What happened to children like Pedro and the real-life children of Rachel? Did they end up on the boulevard, perhaps even as parents of a homeless family? Just this week, The New Yorker published a lengthy report on the state of homelessness in New York during the Bloomberg regime, in which Ian Frazier writes, “the number of homeless people has gone through the roof they do not have.” It’s like coming full circle from “The Homeless and Their Children” – back almost to where we started.
But we can work to change all of that.
How we can change policy
On Nov. 5, New York City will elect a new mayor who may be able to apply more effective strategies to ending homelessness. In our state of Washington, we’ll elect our own local officials that day as well. That’s just one way we can work to change policy and help end homelessness and poverty. We can also:
- Urge our state legislators to make changes that can end homelessness, by joining events like the Jan. 28 Housing and Homelessness Advocacy Day in Olympia.

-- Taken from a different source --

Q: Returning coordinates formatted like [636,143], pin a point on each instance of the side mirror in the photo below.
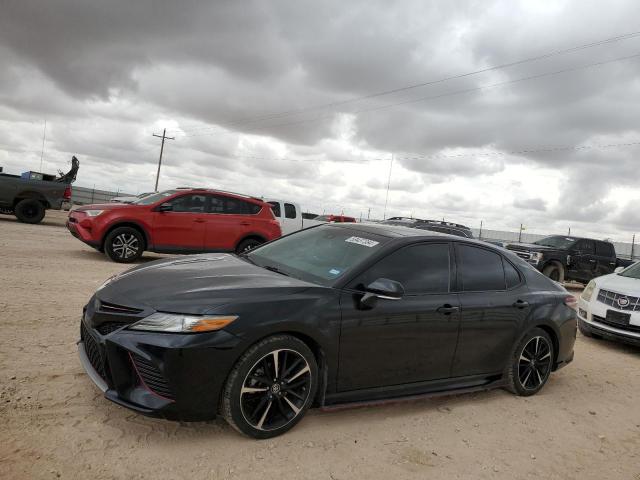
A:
[381,288]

- Ask our local officials to increase funding for human services.
- Learn more about the link between the Affordable Care Act and housing.
- Encourage the use of solutions like Rapid Re-Housing that move families out of shelter quickly and keep them stably housed – at a lower cost than shelter.

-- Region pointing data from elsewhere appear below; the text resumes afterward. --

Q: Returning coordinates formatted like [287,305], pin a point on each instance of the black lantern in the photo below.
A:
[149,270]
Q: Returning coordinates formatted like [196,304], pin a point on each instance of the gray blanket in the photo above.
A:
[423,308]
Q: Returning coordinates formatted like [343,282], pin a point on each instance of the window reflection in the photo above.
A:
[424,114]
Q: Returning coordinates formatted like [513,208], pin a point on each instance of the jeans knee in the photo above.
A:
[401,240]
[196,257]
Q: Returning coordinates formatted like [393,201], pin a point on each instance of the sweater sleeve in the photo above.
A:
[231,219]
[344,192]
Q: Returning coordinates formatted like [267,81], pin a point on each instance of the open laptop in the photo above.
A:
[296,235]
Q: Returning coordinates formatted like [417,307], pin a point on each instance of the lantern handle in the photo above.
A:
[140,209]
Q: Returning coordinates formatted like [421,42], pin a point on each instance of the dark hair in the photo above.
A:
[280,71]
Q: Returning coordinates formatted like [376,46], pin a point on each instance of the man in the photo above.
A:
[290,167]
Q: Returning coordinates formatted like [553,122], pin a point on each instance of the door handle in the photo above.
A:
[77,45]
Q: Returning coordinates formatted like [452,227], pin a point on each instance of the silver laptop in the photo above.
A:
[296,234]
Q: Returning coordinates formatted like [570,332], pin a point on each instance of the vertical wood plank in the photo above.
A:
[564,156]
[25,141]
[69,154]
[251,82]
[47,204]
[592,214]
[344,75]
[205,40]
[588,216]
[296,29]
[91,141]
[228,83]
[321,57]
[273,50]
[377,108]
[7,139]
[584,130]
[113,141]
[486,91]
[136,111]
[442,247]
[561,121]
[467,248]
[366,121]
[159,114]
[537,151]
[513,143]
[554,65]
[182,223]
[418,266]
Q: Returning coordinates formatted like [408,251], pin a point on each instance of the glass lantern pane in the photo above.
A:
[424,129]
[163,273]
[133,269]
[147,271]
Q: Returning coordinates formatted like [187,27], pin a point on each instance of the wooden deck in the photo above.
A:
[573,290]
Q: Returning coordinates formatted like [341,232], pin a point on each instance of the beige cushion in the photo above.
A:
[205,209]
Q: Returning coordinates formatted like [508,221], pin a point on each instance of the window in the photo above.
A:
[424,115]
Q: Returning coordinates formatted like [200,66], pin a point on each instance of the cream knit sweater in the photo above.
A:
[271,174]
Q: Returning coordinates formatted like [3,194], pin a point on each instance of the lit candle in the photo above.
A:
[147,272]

- Keep talking about this. If you haven’t read “Rachel and her Children,” or the follow-up, “Fire in the Ashes,” do it.
- Listen to “New York” and feel the power of Reed’s work – it may spur you to action.
Did Jonathan Kozol’s work inspire Reed to write “Dirty Blvd.”? I’ve never been able to verify that. At one time, thinking about writing this piece, I toyed with the idea of contacting him directly to ask, my journalism training having instilled the need to confirm facts with the source. And now I’ll never have the chance. In fact, now, when I hear his grief-tinged “Halloween Parade” and the lyrics “This celebration somehow gets me down/Especially when I see you’re not around,” it will take on new meaning because now he’s the one who isn’t around anymore.
But I can still listen to his music and marvel at the power of art in engaging the public to end social injustice.